In anni successivi, sempre sulle colonne del Corriere, proporrà altri due artisti ticinesi, Renzo Ferrari e Samuele Gabai. Due pittori aspri, introversi, impregnati di umori di frontiera. Un saggio per Gabai, scritto nel 1986 in occasione della mostra alla Compagnia del Disegno di Milano, è segnato ancora una volta dalla fascinazione del luogo dove l’artista ha lo studio: una casa-studio visitata per la prima volta d’inverno con la neve, arroccata come «una barbarica cascina» in Val di Muggio. A Gabai Testori dedicò anche una raccolta di poesie Segno della gloria, uscita postuma, in edizione d’arte con sedici acqueforti firmate dall’artista, nel 1994, per i tipi di Rovia & Giorgio Upiglio.
Magrezza da trappista
Ma la geografia elvetica di Testori visse anche di puntate più nordiche. Come ad esempio quella che lo portò a incrociare Martin Disler, una sorta di scheggia svizzera dei Neuen Wilden berlinesi, i nuovi selvaggi che avevano riacceso le speranze, i furori e le ambizioni della pittura agli inizi degli anni ottanta. Disler era nato a Seewen, in un cantone di lingua tedesca, ma aveva uno studio alla periferia di Lugano, a Besso, in uno stanzone all’ultimo piano di un edificio storico. Quando Testori andò a visitarlo si annotò «la sua magrezza da trappista», mentre si muoveva tra le sculture in gesso «bianche, come saranno le nostra ossa il giorno della resurrezione». Per Disler scrisse l’introduzione alla mostra che si tenne nel 1987 alla Kunsthaus di Zurigo. Rispetto ai correligionari berlinesi, c’era nella sua pittura un drammatico struggimento, un senso di erosione della Storia. Disler sapeva sigillare nel furore del segno anche una grande energia riflessiva, tanto che il titolo di un articolo scritto sempre per il Corriere (Testori proponeva sempre i titoli per i suoi interventi) annunciava la pittura di Disler come «vortice di conoscenza».
E visto che il percorso nella Svizzera testoriana ha toccato Zurigo, la città da cui era partito Varlin (a parte i quadri esposti alla Kunsthaus non ci si deve lasciar sfuggire il fantastico ritratto di Hulda Zumsteg, la titolare del Kronenhalle, che ancora troneggia tra i tavoli di questo storico ristorante cittadino), è inevitabile parlare di una minima raccolta di tre poesie che Testori scrisse nel 1970, senza mai pubblicarle.
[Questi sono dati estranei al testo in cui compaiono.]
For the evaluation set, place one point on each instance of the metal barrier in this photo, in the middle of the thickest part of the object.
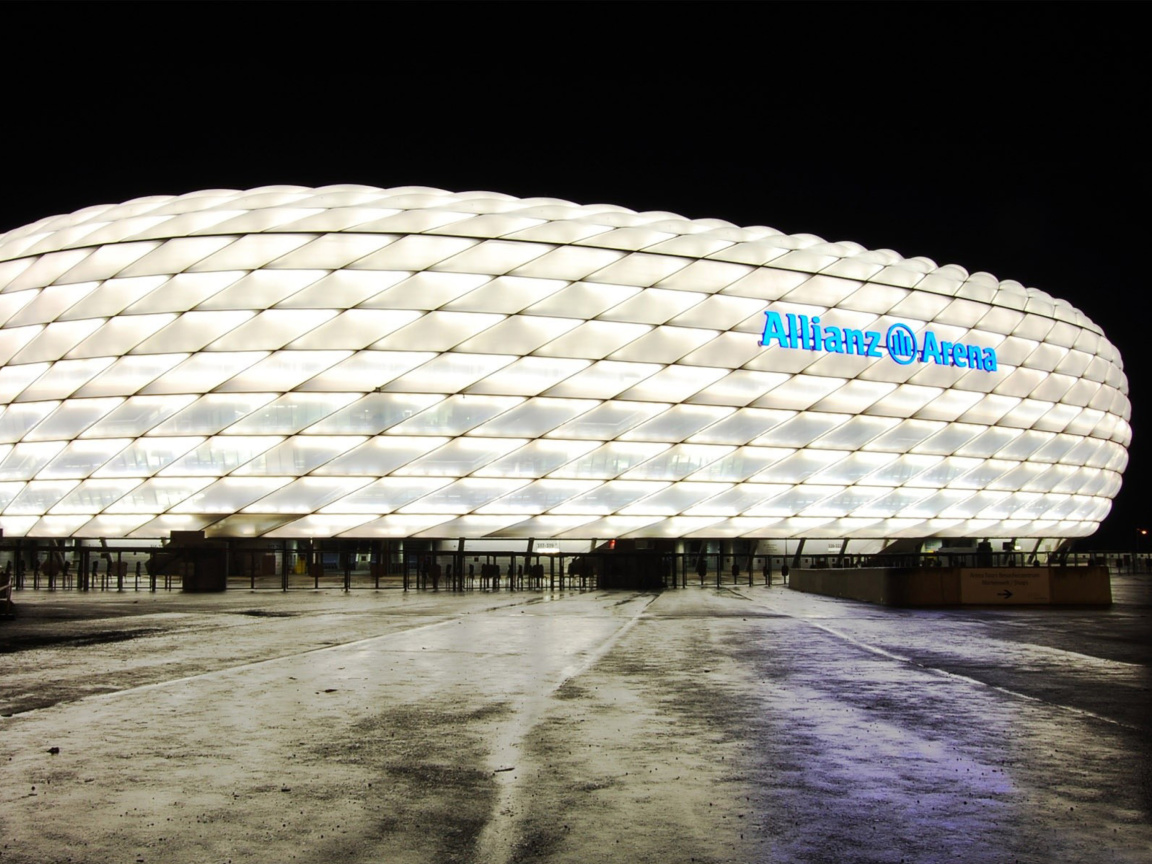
(350, 565)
Si intitola Theo e come è facile intuire è dedicata a un ragazzo. «Zurighese dai polsi di gitano», lo ribattezza. Ma dai versi si deduce che incontro e folgorazione erano avvenuti sulle sponde del Lemano. «Perché zurighese senza amore,/ il primo abbraccio che mi hai mandato/ l’hai scritto su un tramonto disperato?/ Chi t’ha confidato/ che il sangue di quell’ora/ è ciò che ho sempre più amato?».